東北地区より

3.11の東日本大震災から、半年が経ちました。

震災当時、東北とはいえ日本海側に位置するここ酒田は被害が少なく、棚の中で資料が倒れる程度でした。
その後の繰り返し起こる余震の被害の方がひどく、棚の上の方からブックエンドごと雑誌が落ちてきたことがあったため、
「危険!」の掲示をあちこちに貼りました。

「危険!」の掲示(日本海総合病院図書室)
展望台からみた酒田市宮海の風車


被害の大きさが分かるにつれ、東北の港町に暮らす住民にとってはとても人事には思えません。
日頃お世話になっている隣県の図書館のためにと、被災・救援情報サイトsaveMLAKの専門技能ボランティアに登録をしたところ、東北学院大学中央図書館の蔵書復旧作業ボランティアに参加することができました。

東北学院大学中央図書館では、蔵書65万冊のうち30万冊が落下、内壁の落下・書架の倒れ・歪み・耐震補強バーの損壊など、よく怪我人が出なかったと思う程大きな被害だったそうです。余震の続く中すでに3月末から3カ月にも渡る復旧作業が続いていました。

今回の派遣は、①資料を一旦棚に戻し配架計画を立ててから、②別階へ移動、通路に平積みにし、書架の修復・補強工事後、③棚へ再度戻すという長い3期の工程の最終段階の作業に当たります。


修復された閉架書庫(東北学院大学中央図書館
別階へ移動した資料(東北学院大学中央図書館)


6月27〜7月1日の日程で、メンバーが入れ替わりながら1日当たり4〜6名となるよう全国各地から14名が参加しました。
作業手順の設定や分かりやすい掲示、安全・体調への配慮など、現地スタッフの皆さまの緻密で温かい準備と心遣いのおかげで、申し訳ないくらい快適な作業環境でした。


ボランティア作業中(松田)


ボランティアに行くことを希望している方は、きっとたくさんいらっしゃると思いますが、受け入れる側の苦労を考えると、ボランティア募集が少ない訳が分かる気がします。被災地の負担をいかに少なくして派遣できるかが今後の課題です。
自己責任での移動・宿泊・食事・ボランティア保険はもちろんのこと、薄手の滑り止め付軍手・マスク・タオルの準備、メモや付箋を用意して注意事項をすぐ確認できるようにするなど、ボランティアに行く側にも準備と工夫が必要です。

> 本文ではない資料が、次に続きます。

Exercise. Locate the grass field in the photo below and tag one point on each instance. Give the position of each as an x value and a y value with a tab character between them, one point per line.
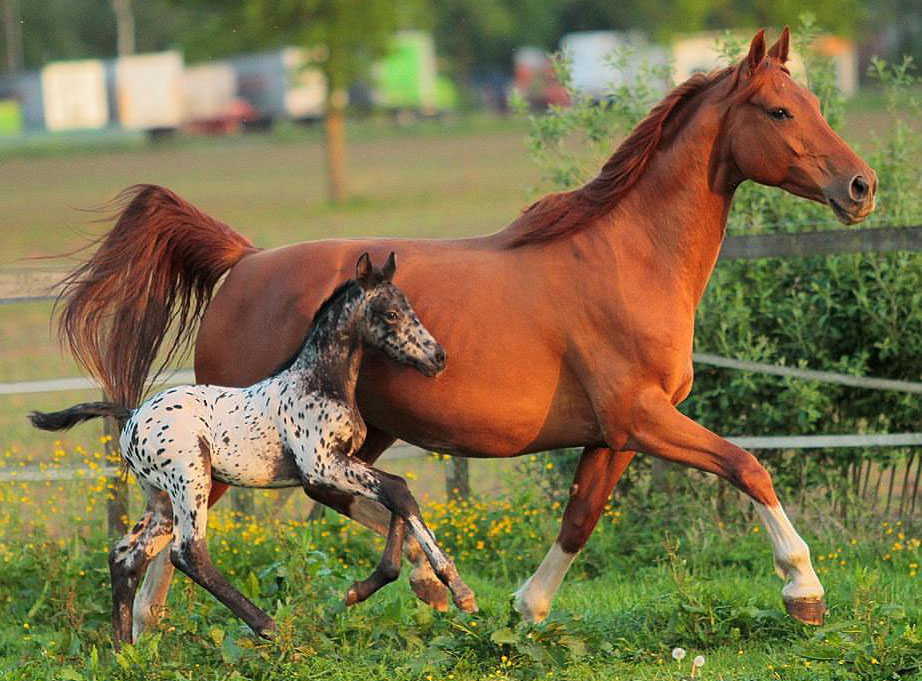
657	574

2日間の自分担当の作業終了後、お世話になった現地スタッフの方に、「酒田でもし地震があったら、きっと手伝いに行きますね。」と言っていただいたことが忘れられません。
地震の活動期に入ったといわれる今の日本で、いつ大地震に襲われるかもしれません。
万一の災害の時、被災地に負担をかけることなく経験を活かしたボランティア活動ができるようなシステムの必要性を強く感じました。

被災地の会員の皆さまには、公私ともに復興に向けて日々お忙しいことと思います。
お身体に気をつけて無理をせず、支援が必要な時はぜひ声を挙げていただけたらと希望しています。